Kirk here posting again about an exhibition at the Kumamoto Prefectural Museum of Art. Here’s a machine translation of the original Japanese-language information about the exhibition:
Miyabi: The history and the beauty of the Hosokawa collection https://www.pref.kumamoto.jp.e.qp.hp.transer.com/site/museum/129243.html
And here’s the original Japanese: https://www.pref.kumamoto.jp/site/museum/129243.html
My previous post focused on a very famous sword that is being displayed as part of the exhibition: https://www.facebook.com/Kumamotoi/posts/pfbid02UE5iYdf2u3aKNcavnmzZiJkzpKqibZRQqWJKMTGeTa3wwYGykeqmkHtjhP7RUQrql
This sword can only be seen in Part I of the exhibition which ends on September 25th.
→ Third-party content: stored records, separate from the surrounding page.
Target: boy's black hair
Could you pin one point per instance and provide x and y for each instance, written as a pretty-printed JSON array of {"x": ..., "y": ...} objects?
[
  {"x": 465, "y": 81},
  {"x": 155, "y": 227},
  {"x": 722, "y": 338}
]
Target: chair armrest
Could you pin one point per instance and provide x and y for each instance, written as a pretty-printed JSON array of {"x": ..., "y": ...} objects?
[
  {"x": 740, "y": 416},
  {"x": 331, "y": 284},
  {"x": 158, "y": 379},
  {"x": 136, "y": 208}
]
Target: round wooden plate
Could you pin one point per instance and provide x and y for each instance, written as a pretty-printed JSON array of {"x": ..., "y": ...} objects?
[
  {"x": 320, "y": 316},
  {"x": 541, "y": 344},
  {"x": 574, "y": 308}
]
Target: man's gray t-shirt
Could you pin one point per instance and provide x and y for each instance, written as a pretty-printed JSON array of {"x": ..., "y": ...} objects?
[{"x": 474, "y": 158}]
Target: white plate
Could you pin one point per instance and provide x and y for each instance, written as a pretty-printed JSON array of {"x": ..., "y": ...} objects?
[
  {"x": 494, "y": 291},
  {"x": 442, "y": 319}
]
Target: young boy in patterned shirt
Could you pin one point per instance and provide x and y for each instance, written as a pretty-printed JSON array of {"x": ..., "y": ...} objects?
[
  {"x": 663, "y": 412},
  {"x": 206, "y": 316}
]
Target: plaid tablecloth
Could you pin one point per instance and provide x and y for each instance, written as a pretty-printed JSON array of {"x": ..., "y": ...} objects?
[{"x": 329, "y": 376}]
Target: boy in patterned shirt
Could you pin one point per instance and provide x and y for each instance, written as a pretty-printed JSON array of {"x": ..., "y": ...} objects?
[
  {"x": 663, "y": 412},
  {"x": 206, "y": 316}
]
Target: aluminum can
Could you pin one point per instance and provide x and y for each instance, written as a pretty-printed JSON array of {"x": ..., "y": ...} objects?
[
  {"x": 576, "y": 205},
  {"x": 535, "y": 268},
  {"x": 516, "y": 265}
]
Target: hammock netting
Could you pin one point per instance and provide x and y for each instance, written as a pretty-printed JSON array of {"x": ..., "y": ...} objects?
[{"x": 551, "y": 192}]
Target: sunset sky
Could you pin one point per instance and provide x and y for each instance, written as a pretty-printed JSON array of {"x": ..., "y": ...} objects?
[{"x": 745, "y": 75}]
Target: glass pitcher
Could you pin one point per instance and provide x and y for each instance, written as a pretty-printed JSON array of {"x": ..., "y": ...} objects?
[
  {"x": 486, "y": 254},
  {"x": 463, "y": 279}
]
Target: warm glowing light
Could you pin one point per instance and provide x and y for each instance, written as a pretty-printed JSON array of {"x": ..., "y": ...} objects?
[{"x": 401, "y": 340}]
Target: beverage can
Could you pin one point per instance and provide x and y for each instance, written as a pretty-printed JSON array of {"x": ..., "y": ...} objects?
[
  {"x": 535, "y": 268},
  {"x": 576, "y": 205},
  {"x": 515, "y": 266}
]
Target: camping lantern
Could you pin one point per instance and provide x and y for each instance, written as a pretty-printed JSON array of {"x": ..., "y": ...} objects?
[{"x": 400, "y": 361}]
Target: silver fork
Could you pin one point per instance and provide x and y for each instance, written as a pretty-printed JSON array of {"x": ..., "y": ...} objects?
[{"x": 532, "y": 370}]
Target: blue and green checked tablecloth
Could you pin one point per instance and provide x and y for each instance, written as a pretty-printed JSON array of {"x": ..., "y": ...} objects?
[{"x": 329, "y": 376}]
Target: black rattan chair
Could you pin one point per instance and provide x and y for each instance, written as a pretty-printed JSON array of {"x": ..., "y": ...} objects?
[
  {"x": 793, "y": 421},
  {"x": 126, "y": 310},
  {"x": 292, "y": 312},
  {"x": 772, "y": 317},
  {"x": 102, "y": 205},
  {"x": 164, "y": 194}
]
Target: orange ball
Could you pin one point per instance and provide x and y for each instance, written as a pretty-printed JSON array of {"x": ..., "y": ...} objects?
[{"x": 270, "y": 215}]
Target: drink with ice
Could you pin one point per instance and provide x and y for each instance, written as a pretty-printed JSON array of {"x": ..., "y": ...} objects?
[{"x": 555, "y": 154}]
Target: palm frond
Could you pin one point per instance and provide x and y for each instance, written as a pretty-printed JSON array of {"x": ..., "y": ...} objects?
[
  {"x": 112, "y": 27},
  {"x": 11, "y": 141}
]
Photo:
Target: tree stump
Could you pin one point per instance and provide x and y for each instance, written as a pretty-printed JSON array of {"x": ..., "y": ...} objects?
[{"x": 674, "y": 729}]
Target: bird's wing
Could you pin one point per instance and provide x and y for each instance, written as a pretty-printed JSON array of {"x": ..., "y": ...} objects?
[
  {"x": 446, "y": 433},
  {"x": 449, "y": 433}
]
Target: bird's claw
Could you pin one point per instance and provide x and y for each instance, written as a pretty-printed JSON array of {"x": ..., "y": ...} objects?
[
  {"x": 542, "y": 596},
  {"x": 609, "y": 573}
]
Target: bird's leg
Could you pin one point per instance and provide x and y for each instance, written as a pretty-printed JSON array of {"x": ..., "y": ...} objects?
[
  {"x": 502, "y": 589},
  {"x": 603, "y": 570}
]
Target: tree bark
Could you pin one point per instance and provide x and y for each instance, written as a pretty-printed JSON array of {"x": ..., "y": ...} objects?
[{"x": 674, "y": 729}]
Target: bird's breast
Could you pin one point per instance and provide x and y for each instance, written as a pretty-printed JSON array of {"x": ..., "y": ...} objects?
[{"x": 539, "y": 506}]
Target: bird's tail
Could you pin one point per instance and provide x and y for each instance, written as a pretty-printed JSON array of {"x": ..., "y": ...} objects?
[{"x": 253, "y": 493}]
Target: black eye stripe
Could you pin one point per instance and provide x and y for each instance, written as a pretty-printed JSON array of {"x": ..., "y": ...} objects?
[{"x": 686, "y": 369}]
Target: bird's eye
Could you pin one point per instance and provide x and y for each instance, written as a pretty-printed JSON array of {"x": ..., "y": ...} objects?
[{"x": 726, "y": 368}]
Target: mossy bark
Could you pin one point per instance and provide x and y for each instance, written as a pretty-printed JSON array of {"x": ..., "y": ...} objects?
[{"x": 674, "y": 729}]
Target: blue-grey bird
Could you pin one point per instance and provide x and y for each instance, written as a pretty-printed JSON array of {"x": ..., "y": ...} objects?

Note regarding how I found the machine translation of this page: The prefecture doesn’t provide direct links between the original Japanese pages and their machine translations on their website. Unless you know a little trick, you have to go to the very entry point on the site and try to navigate the labyrinth to page (good luck!). I’ve learned, however, that inserting .e.qp.hp.transer.com before the first slash on a Japanese page will produce an English machine translation. Conversely, if you want to get to the original Japanese from a translation on this site, just remove that text string from the URL. This removal and addition of text to a URL is super easy for programers to do. So why didn’t they make it standard? It seems that there are large numbers of people in Japan (not just Kumamoto) who simply can’t imagine why English speakers who live in Japan would have any use for Japanese. :( I think that there are two assumptions involved: (1) Japanese is too damn hard for us and (2) we live in foreign bubbles and have no need to communicate with Japanese people about information we come across in English.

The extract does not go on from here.